Я готовилась к худшему. И вдруг, в мой день рождения, — звонок в дверь. На пороге стоит Евген с цветами (букет, рассказывал он, продавщица почему-то отдала ему бесплатно). Его возвращение было чудом…
«Важко видумати для мене щось краще, ніж сонячний день», — признавался Евген Александрович. Однажды солнечным утром он (в то время столяр механического цеха киевской фабрики индпошива № 2) в трамвае по дороге на работу начал писать эссе «Перебудова Вавилонської вежі». Так началось его возвращение к литературе и общественной работе, которое тоже сродни чуду. Трудился он неустанно. Перед уходом еще подержал в руках газету «Літературна Україна» со своей статьей «Шевченко на маргінесі».
— Евген предчувствовал свой уход, — говорит Валерия Андриевская. — Как-то я случайно увидела, что он пишет: «Це моя остання зима». Операция уже была невозможна — болезнь протекала стремительно (от такого же недуга «сгорела» и Надийка Свитлычна). Умирал он спокойно. Призывал нас радоваться. Нам это не очень удавалось, конечно.
Внучка Анна (она с нашей дочкой живет в Германии) как раз прилетела в Украину на две недели. И все это время неотлучно находилась с дедом в больнице. Какие политические дискуссии они вели! Внучка с детства запомнила, что их разговоры он обычно заканчивал словами: «Май сонце в серці, і все буде добре».
А Вера собиралась прилететь к отцу на день рождения, 13 декабря. Но поменяла билет на более раннюю дату и успела попрощаться с отцом. «Медицина моя закінчилася, — сказал ей Евген. — І це добре. Бо, коли закінчується медицина, починається вічність».
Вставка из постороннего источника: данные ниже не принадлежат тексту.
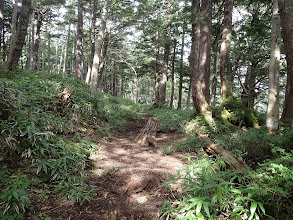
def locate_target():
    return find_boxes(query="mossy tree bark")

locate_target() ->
[266,0,281,132]
[279,0,293,122]
[220,0,234,102]
[189,0,209,120]
[4,0,31,70]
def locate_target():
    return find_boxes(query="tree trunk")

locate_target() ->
[170,40,177,108]
[75,0,83,79]
[112,56,117,96]
[99,30,110,75]
[32,5,43,70]
[279,0,293,122]
[154,28,160,104]
[189,0,208,113]
[0,0,4,54]
[266,0,280,132]
[63,24,71,76]
[211,52,218,106]
[45,28,51,73]
[220,0,233,102]
[159,21,171,103]
[186,79,192,109]
[5,0,31,70]
[91,0,109,92]
[198,133,247,171]
[9,0,18,50]
[199,0,212,104]
[85,0,98,84]
[177,24,185,109]
[29,18,35,70]
[135,118,159,146]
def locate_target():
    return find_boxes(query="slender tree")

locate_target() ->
[220,0,234,102]
[154,28,160,104]
[279,0,293,122]
[189,0,208,113]
[5,0,31,70]
[91,0,110,92]
[170,39,177,108]
[199,0,212,104]
[177,24,186,109]
[75,0,83,79]
[159,20,171,103]
[266,0,281,132]
[0,0,4,53]
[85,0,98,84]
[63,24,71,76]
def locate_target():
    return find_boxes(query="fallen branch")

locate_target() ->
[198,133,247,171]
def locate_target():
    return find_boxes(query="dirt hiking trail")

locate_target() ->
[41,117,186,220]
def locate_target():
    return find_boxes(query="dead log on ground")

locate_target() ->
[135,118,159,146]
[198,133,247,171]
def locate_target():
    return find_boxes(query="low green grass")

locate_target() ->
[0,69,142,219]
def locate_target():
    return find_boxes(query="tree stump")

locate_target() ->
[198,133,247,171]
[58,87,73,106]
[135,117,159,146]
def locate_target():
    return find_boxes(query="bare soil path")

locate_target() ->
[44,116,185,220]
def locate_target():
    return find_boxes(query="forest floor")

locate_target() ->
[32,116,187,220]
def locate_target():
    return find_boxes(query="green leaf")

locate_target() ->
[11,191,18,200]
[257,202,266,214]
[202,201,211,218]
[217,186,223,204]
[195,200,202,216]
[168,173,175,181]
[249,202,257,219]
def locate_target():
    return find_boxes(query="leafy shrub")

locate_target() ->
[0,166,30,219]
[161,148,293,219]
[0,71,141,219]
— Еще при жизни Евгена Александровича в Киеве построили церковь Рождества Пресвятой Богородицы. Он ведь принимал в этом деятельное участие?
— Храм строился на деньги прихожан нашей Украинской автокефальной православной церкви. Сначала мы молились в маленькой пристройке. Потом разработали проект и начали возводить деревянную церковь. Муж ее очень любил, радовался, когда она росла на глазах! Колокол отлили в Польше на средства Евгена — он как раз получил премию «Світло справедливости».
Здесь его и отпевали. На прощании был кардинал Любомир Гузар… И, я думаю, это тоже милость Божья — когда тебя отпевают в церкви, которую ты строил и так сильно любил.
— Скажите, муж вам снится?
— Знаете, я все сетовала: другим снится, а мне нет. Но кто-то успокоил: значит, все делаю правильно. А снится он всем молодой, веселый. Говорит: «Мені добре». И я ему верю.